I feel like a voodoo doll, I've had needles in me, left and right, I've been tested for so many things, the list of possibilities is getting shorter. The panicked reactions of what it could be, as a gay man the obvious one is HIV and other STI type things, they were all pursued months ago and everything came back negative, I don't have a thyroid, I don't have asthma, I don't have diabetes, it's not rheumatoid arthritis, at this point the only things left are conditions like Cancer where I always thought "that wouldn't happen to me" - I don't smoke, I very rarely drink [only Christmas time mainly], I've never done drugs, the only prescription I've ever been on before was Pen-V for tonsillitis. Apart from my Nystagmus I've never had any medical conditions before.

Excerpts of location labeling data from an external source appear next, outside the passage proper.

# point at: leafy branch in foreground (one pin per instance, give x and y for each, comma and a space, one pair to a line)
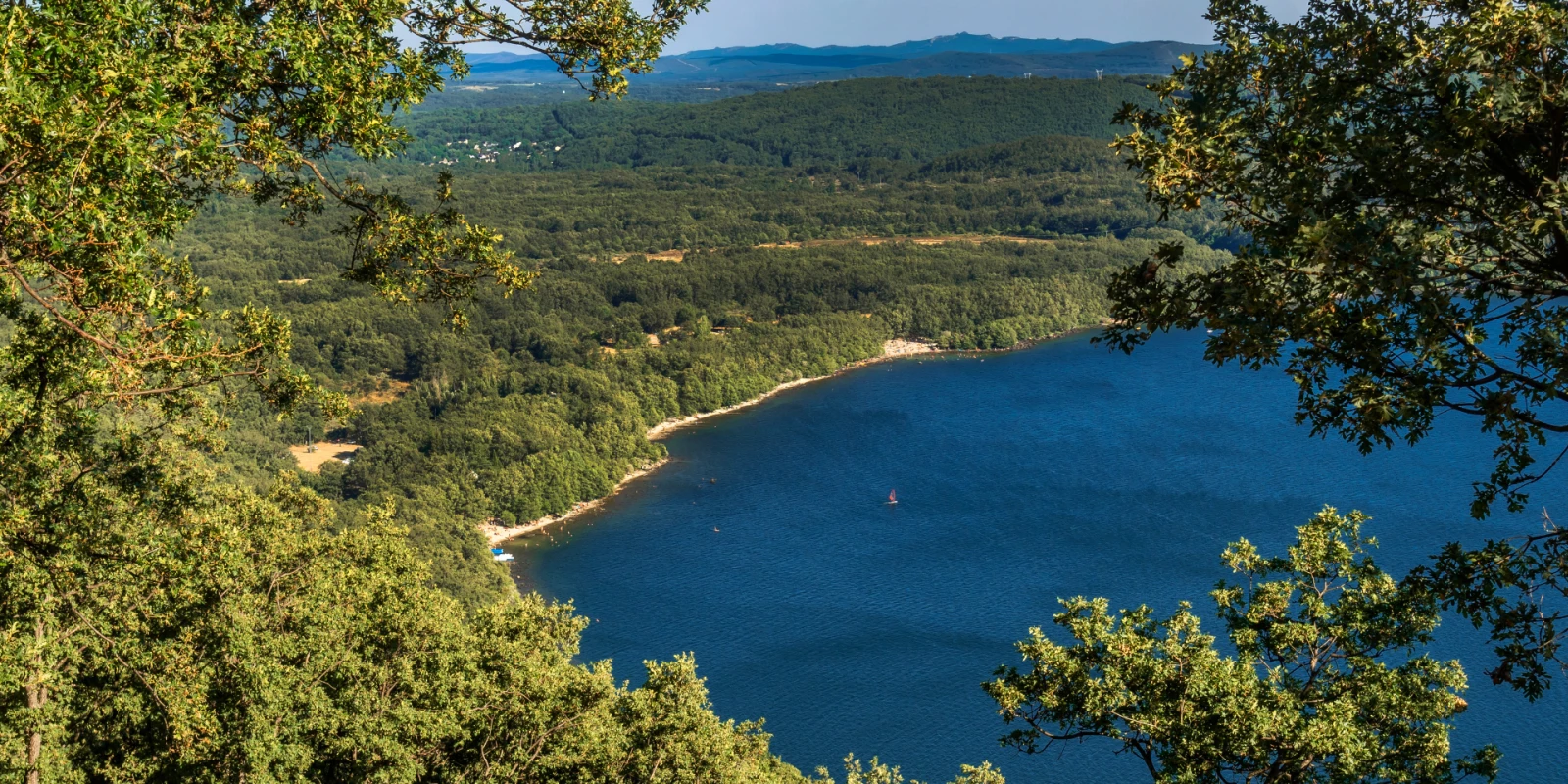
1402, 172
1313, 694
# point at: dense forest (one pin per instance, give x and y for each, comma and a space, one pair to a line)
545, 400
831, 124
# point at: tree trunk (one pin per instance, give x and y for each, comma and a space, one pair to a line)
36, 698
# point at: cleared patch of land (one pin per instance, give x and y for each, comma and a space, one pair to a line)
323, 451
376, 397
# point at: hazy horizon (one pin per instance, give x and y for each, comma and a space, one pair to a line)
883, 23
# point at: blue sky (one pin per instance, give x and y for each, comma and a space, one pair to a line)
822, 23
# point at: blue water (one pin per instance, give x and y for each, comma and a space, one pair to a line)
1023, 477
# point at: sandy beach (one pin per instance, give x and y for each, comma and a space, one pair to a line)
499, 533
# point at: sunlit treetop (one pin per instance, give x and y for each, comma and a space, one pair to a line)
120, 118
1399, 167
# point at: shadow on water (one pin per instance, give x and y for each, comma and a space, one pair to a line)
1057, 470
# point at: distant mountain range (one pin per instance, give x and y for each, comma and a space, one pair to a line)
958, 55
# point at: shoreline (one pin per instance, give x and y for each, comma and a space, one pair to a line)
501, 533
894, 349
891, 350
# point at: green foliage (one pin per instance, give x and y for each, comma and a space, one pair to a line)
161, 624
893, 120
1399, 169
245, 642
1325, 686
530, 413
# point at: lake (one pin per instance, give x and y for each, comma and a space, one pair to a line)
1063, 469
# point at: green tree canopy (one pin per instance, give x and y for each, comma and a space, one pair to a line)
1327, 684
1399, 169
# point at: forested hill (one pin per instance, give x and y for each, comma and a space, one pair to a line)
831, 124
692, 258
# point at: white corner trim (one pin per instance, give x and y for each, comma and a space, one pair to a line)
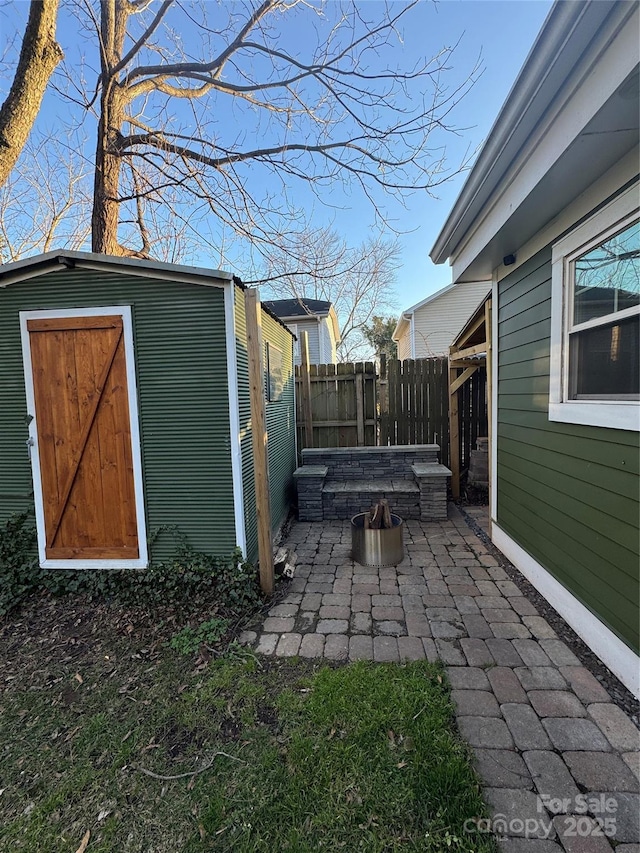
234, 417
616, 655
123, 311
493, 509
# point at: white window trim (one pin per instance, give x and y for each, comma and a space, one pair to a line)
123, 311
603, 413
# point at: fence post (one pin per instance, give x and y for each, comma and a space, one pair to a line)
259, 438
305, 387
360, 407
382, 385
454, 444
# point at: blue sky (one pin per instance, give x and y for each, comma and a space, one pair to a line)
499, 32
503, 32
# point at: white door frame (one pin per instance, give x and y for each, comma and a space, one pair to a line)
123, 311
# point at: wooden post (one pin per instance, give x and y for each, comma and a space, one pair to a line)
259, 439
305, 387
382, 386
454, 445
360, 406
487, 327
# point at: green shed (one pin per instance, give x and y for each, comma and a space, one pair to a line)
125, 409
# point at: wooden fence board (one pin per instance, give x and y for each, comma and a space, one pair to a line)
408, 403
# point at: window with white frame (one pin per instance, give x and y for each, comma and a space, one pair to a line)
595, 352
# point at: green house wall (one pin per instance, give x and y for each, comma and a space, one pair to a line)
567, 494
280, 416
181, 369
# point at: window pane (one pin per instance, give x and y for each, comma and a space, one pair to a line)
607, 279
605, 361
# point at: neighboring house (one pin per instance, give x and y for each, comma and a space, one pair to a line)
550, 213
428, 328
317, 318
127, 382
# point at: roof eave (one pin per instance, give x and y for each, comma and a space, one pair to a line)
517, 115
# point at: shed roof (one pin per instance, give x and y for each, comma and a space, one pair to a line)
298, 307
41, 264
38, 264
302, 308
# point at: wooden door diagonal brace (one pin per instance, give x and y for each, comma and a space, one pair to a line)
84, 436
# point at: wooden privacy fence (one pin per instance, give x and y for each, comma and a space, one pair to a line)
343, 403
405, 402
414, 403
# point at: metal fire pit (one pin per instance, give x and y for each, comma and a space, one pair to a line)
377, 548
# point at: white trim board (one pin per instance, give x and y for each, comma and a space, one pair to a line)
598, 192
234, 418
123, 311
581, 98
618, 657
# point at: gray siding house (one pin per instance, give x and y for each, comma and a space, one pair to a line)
427, 329
318, 319
550, 212
127, 383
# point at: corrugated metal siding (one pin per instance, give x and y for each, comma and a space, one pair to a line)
568, 494
437, 323
244, 410
280, 426
180, 353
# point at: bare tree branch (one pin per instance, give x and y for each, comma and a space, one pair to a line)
39, 56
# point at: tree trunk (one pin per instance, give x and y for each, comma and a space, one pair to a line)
39, 56
106, 183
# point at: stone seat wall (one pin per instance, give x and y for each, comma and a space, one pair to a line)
337, 483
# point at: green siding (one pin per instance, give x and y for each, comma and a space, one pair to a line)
568, 494
180, 354
280, 427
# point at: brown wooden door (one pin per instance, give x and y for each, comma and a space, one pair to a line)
84, 438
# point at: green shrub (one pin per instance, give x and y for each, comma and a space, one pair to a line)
189, 581
188, 640
20, 574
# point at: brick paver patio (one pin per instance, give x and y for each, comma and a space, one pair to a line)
559, 761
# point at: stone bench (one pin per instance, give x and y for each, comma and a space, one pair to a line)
341, 482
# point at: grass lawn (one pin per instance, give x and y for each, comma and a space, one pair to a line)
272, 755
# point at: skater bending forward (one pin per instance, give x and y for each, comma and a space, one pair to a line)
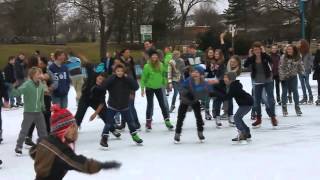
54, 155
120, 88
194, 89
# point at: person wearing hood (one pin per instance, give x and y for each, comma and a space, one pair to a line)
234, 89
55, 155
193, 89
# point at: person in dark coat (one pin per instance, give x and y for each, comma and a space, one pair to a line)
316, 74
54, 155
3, 94
120, 88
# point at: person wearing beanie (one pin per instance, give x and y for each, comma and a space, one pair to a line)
244, 101
94, 95
33, 97
120, 88
153, 81
193, 89
54, 155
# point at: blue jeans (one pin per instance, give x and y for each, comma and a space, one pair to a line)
61, 101
11, 97
258, 88
161, 99
305, 85
175, 92
290, 85
238, 119
125, 113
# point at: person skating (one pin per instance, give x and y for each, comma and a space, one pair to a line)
244, 101
275, 57
316, 74
120, 88
33, 96
307, 60
74, 66
290, 67
193, 90
93, 95
215, 69
55, 155
3, 94
152, 82
61, 80
175, 76
261, 75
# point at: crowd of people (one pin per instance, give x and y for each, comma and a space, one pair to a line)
41, 85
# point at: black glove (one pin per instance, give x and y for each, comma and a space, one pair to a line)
111, 165
190, 96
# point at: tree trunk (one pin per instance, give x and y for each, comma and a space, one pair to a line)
182, 27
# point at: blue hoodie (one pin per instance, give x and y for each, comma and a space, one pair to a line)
61, 80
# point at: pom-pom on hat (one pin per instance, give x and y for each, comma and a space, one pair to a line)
61, 120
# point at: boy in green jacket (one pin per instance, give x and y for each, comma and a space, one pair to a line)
152, 81
33, 96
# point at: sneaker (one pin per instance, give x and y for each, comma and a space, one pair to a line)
168, 124
298, 110
284, 110
201, 136
116, 134
258, 122
208, 115
310, 100
28, 141
218, 122
136, 138
172, 108
231, 121
177, 138
18, 151
303, 101
274, 121
239, 138
104, 140
148, 125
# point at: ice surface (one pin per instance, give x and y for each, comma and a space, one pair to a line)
289, 153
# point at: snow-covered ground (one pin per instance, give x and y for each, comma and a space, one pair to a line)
291, 152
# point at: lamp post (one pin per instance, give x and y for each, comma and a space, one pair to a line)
302, 14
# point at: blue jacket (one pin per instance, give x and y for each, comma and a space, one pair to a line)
74, 67
61, 80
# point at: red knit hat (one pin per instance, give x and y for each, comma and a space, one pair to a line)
61, 120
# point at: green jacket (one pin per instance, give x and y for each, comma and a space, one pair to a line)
33, 96
166, 60
152, 78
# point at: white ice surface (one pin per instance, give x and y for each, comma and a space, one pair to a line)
289, 153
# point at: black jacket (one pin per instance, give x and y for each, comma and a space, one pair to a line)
242, 97
266, 61
3, 89
316, 66
20, 69
92, 93
119, 91
53, 159
9, 74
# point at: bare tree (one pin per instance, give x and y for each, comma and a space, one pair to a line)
185, 7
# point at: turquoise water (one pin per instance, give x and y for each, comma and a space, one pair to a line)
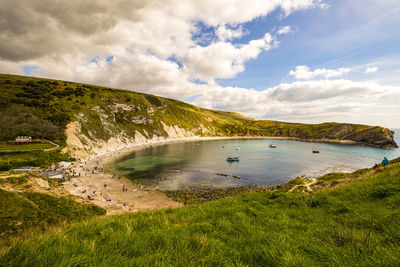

One of the worrying things about this whole thing though has been the surprising amount of people in the family that have had Cancer which I did not know about. My family tree is complicated to say the least so there's an excuse for some ignorance, but not only Cancer, I have discovered there's a whole slew of medical conditions people have which I had no idea about until I started asking questions. Relatives I thought were perfectly healthy, and even some who are dead who I thought died of natural causes I have now learned had everything under the sun.
I find it surprising how little people actually talk about their health until you start opening up about your own. I always thought that was just something that happened with mental health but it turns out the same is true for physical health too, why is it we are so ashamed to talk about it? I wrote this post as I established a precedent months ago that I wanted to share what was happening, both for anyone that is interested and for myself to look back on in years to come and see what I went through and what I thought and felt at the time. I hope it helps someone, I hope it sheds some light or answers some questions for anyone out there - even if only to know things aren't straight forward and that it takes time to find answers, if you find them at all.